Leafs suffer loss in St. Louis against Blues

Toronto Maple Leafs right wing Phil Kessel (81) handles the puck as St. Louis Blues defenseman Jay...

Toronto Maple Leafs right wing Phil Kessel (81) handles the puck as St. Louis Blues defenseman Jay Bouwmeester (19) defends during the first period at the Scottrade Center Dec 12, 2013, in St. Louis, MO. (Jeff Curry-USA TODAY Sports/Reuters)

LANCE HORNBY, QMI Agency

, Last Updated: 11:15 PM ET

ST. LOUIS - The Maple Leafs and Blues hold the two longest current Stanley Cup droughts in the NHL.

Just a few minutes into Thursday’s game, it became clear which team has the better chance of qualifying for a chance to end it next spring.

With a murderous string of games against the Western Conference contributing to a slump of 3-9, the Leafs are nearing the danger line of a .500 record and falling from a playoff spot in the East. The balanced Blues, meanwhile, led by ex-Leaf Alex Steen’s 35 points in 30 games, hung on for a 6-3 win to stay near the top of their competitive loop.

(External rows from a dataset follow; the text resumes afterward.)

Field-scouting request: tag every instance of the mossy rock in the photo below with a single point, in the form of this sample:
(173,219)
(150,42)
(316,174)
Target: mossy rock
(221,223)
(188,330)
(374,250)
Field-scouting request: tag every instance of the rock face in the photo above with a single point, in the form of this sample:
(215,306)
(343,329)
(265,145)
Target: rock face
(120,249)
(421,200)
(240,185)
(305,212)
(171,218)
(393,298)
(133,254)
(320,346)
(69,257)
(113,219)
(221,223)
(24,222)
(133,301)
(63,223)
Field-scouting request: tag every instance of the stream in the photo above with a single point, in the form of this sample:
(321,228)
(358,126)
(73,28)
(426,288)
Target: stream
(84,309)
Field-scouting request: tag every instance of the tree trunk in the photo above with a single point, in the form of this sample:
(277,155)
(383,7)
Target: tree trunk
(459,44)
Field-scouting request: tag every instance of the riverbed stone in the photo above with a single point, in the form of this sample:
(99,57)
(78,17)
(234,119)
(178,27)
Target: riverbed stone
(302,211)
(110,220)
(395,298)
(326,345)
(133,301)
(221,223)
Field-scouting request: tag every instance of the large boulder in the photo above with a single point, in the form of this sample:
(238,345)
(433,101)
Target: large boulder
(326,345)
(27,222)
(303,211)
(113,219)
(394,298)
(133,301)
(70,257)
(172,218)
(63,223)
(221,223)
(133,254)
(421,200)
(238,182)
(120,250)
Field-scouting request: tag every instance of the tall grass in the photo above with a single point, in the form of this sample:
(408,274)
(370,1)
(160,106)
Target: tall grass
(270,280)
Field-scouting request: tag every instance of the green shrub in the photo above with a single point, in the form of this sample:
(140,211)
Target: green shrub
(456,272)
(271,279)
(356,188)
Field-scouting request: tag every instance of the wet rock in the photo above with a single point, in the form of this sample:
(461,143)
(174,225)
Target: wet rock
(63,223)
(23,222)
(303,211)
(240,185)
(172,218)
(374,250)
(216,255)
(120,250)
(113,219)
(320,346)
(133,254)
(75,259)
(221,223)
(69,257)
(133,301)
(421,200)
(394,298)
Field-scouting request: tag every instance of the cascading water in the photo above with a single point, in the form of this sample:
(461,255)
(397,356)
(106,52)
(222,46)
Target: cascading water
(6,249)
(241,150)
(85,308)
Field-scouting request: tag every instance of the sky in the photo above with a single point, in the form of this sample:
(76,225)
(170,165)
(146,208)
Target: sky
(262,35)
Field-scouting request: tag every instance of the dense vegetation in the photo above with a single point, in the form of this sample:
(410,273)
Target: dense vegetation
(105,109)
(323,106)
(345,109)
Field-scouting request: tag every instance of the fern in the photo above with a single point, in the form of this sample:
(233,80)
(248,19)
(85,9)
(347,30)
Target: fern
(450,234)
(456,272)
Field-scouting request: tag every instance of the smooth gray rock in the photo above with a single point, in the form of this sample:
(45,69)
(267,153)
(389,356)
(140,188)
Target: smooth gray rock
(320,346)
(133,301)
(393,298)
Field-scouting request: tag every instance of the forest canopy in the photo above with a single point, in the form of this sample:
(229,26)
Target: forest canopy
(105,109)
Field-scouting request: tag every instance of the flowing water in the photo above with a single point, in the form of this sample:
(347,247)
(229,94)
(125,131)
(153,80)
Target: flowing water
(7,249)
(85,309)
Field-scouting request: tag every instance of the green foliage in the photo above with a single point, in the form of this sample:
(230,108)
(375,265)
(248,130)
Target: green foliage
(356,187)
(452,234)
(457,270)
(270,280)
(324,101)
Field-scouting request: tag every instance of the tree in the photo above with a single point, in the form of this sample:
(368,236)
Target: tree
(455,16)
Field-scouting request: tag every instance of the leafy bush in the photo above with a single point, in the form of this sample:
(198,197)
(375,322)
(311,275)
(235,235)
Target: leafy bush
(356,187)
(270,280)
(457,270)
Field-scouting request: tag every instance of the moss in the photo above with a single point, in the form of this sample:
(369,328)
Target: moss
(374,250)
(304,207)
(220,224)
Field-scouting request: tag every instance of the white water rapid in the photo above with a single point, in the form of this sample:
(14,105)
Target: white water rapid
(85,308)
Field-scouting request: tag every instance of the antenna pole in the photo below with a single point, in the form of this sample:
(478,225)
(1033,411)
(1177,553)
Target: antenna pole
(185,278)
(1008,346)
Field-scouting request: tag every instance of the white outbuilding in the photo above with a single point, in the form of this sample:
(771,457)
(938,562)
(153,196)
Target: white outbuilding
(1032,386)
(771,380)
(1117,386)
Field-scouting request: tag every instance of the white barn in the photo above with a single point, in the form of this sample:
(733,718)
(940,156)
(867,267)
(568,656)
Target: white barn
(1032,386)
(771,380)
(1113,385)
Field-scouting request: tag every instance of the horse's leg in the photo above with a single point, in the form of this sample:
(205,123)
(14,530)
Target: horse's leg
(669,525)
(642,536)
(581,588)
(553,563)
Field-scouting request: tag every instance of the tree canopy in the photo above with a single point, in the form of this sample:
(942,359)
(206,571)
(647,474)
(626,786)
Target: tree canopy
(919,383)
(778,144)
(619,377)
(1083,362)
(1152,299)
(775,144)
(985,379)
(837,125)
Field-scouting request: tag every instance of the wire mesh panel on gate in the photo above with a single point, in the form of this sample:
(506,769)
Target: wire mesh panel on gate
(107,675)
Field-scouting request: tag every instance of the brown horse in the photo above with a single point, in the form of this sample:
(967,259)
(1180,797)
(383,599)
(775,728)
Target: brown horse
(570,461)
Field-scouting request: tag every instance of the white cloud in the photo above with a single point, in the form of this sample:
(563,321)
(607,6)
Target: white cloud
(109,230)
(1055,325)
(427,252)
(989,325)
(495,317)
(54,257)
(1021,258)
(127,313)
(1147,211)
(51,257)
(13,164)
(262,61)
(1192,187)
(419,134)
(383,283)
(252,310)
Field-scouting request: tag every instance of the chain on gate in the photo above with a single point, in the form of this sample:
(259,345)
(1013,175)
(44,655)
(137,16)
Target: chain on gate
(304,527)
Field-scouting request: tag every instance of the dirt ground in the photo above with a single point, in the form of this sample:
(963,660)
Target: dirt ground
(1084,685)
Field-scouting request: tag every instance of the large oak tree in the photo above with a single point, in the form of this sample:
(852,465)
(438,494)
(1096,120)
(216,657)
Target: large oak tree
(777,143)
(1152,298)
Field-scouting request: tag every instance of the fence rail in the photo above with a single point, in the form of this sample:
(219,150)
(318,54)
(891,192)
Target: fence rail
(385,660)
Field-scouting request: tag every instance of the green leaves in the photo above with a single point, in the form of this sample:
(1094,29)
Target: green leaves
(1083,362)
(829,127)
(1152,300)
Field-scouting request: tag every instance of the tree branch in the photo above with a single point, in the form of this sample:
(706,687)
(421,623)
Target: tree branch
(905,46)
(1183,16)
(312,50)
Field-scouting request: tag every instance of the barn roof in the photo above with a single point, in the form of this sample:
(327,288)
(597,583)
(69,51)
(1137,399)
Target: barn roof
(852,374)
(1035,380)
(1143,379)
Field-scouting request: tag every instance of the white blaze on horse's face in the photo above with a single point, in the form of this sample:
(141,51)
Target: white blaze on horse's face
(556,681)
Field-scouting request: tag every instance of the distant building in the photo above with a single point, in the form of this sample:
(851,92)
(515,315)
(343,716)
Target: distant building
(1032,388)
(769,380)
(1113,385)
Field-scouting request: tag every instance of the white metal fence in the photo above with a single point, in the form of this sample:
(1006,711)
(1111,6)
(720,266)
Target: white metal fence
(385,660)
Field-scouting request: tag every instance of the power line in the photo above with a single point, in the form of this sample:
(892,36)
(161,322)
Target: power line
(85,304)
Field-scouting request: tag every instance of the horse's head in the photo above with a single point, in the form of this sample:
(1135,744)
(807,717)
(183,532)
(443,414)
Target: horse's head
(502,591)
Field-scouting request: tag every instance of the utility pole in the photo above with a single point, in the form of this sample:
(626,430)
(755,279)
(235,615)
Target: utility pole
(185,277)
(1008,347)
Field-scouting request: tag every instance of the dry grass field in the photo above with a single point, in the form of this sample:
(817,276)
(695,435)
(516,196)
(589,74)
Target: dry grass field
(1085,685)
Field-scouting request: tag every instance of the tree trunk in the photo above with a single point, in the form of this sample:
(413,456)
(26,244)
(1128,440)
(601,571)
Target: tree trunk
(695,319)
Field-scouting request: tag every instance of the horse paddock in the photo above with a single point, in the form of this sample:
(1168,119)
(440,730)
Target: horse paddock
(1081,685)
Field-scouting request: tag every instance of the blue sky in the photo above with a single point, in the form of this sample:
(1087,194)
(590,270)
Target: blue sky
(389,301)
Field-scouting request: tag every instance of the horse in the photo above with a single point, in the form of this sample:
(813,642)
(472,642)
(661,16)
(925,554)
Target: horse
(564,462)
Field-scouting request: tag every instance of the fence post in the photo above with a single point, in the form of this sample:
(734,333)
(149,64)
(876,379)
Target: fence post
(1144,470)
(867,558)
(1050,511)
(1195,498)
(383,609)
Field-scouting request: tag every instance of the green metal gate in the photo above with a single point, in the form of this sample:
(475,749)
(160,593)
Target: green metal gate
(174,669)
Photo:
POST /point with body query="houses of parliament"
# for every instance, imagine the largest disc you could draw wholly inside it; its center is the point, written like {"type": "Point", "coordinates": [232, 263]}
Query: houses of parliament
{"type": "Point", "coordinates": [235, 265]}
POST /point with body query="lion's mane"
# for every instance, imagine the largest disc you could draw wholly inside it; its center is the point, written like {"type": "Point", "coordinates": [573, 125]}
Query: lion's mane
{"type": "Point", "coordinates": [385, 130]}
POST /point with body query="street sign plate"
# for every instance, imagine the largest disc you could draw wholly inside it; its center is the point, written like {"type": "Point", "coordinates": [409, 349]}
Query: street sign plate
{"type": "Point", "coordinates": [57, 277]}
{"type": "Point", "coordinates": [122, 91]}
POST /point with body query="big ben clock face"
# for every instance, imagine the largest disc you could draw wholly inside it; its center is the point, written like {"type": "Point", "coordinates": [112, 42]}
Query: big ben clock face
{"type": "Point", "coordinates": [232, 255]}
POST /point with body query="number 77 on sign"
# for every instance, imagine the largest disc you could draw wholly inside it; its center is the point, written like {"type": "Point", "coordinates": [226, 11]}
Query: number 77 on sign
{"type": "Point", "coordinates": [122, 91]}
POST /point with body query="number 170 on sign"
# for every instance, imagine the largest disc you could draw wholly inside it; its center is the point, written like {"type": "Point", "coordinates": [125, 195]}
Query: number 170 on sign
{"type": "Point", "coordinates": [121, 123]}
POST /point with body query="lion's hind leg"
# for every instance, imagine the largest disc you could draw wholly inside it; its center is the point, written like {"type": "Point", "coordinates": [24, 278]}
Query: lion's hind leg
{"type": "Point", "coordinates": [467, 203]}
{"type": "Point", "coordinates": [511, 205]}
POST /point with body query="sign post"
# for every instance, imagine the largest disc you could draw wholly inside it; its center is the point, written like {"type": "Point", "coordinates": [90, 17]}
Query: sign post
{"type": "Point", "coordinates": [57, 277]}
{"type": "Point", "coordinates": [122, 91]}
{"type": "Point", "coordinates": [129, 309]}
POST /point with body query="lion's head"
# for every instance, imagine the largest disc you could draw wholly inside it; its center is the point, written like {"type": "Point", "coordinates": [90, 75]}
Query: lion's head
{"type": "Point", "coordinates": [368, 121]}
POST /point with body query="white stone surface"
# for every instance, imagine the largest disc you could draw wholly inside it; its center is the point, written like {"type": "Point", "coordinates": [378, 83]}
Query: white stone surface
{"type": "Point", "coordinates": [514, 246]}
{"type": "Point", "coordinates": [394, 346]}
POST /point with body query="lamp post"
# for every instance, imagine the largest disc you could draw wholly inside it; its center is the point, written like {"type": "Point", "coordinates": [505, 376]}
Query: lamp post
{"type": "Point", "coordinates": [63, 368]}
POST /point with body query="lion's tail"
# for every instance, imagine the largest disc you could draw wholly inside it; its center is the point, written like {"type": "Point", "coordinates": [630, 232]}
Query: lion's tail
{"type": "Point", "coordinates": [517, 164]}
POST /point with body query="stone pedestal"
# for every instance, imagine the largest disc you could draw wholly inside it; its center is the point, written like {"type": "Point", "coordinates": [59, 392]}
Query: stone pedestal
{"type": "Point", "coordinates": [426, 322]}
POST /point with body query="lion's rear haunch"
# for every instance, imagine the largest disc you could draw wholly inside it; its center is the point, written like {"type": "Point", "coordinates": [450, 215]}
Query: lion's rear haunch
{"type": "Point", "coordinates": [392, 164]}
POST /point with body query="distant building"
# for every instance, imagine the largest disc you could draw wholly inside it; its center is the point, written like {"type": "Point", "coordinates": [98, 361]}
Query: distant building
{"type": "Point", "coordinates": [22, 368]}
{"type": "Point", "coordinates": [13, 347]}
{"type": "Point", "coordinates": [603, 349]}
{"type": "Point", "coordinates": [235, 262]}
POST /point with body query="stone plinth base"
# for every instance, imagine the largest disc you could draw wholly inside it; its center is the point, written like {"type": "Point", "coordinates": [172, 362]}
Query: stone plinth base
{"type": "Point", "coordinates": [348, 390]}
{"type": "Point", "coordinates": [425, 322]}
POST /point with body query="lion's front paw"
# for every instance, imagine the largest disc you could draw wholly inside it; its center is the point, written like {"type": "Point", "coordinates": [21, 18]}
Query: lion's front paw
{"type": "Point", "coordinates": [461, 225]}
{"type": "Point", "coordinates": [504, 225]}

A 3-0 pit that drove James Reimer from the net before the first period ended, un-did the good work the Leafs exhibited the night before against Los Angeles. Now they face another imposing task on Saturday, with Stanley Cup champion Chicago swaggering into the Air Canada Centre.

“This is a tough stretch for us right now, but also a good test,” said centre Jay McClement before the game.

But Western teams are taking that measuring stick and using it to beat the tar out of Toronto most nights. Overall, the Leafs can’t generate even-strength goals beyond their first line and struggle to defend.

“We got out of focus and we have to get back,” McClement added. “That (the close loss to the Kings) is definitely the kind of game we have to get back to. We’re all at a loss as to why we can’t do that for a full game more often.”

Not only did the Leafs waste some tremendous goalkeeping from Reimer and Jonathan Bernier the past few weeks, both men are feeling the strain. Reimer was abandoned on Thursday, but also lost his stick on a key goal. Then, Bernier gave up two, including Steen’s 22nd as he shadows Alex Ovechkin for the NHL lead.

Where to start dissecting the first-period fizzle? It was understandable the Leafs would be flat after the way the Kings’ game ended, as well as the travel, lack of a morning skate and a second game without workhorse defenceman Dion Phaneuf. But they couldn’t force any pucks past the Blues pickets at the start and St. Louis had the run of the rink at the other end.

Morgan Rielly and Jake Gardiner showed their green side again against the Blues’ best line, giving Steen time to find David Backes for a snap over Reimer’s glove. With Phaneuf returning on Saturday from his suspension, Rielly could be bound for Canada’s world junior camp.

Reimer has had trouble in the past hanging on to his paddle and never gets burned, but Thursday was different. He lost it in a far corner of the Scottrade Center after stabbing at a dump in. Though the Leafs got the puck out briefly, he decided not to risk retrieving it before the Blues came back with numbers. He did stop Jaden Schwartz’s first attempt, but with nothing to protect the five-hole, the rebound went through.

In the interim, Phaneuf’s partner Carl Gunnarsson took a heavy shot from a Blues point man in his upper body and didn’t finish the period, while Reimer ended up slinking down the runway after Derek Roy scored another easy one. Gunnarsson returned to start the middle period, but the Mark Fraser-Paul Ranger tandem wasn’t up to the task of slowing the Blues and the duo was out of position when Stewart scored again.

Toronto had a brief window to get back in the game, when Nazem Kadri put a weak one through Brian Elliott for his 10th of the year and the Leafs went right to a power play. But St. Louis held fast and David Clarkson took an over-aggressive head shot minor to disrupt the rally. The Blues hit the last of their four posts/crossbars, keeping their three-goal lead into the third, where Steen struck again before Nikolai Kulemin and James van Riemsdyk put a scare into the home team with four minutes to play. Backes eventually sealed it with an empty netter.

Clarkson did come close on a couple of occasions around Elliott and drew Roman Polak into a lively bout at the end of the second, but was also called for a post-whistle slash in the third. At least he’s showing some passion as the Leafs sleep-walk through December.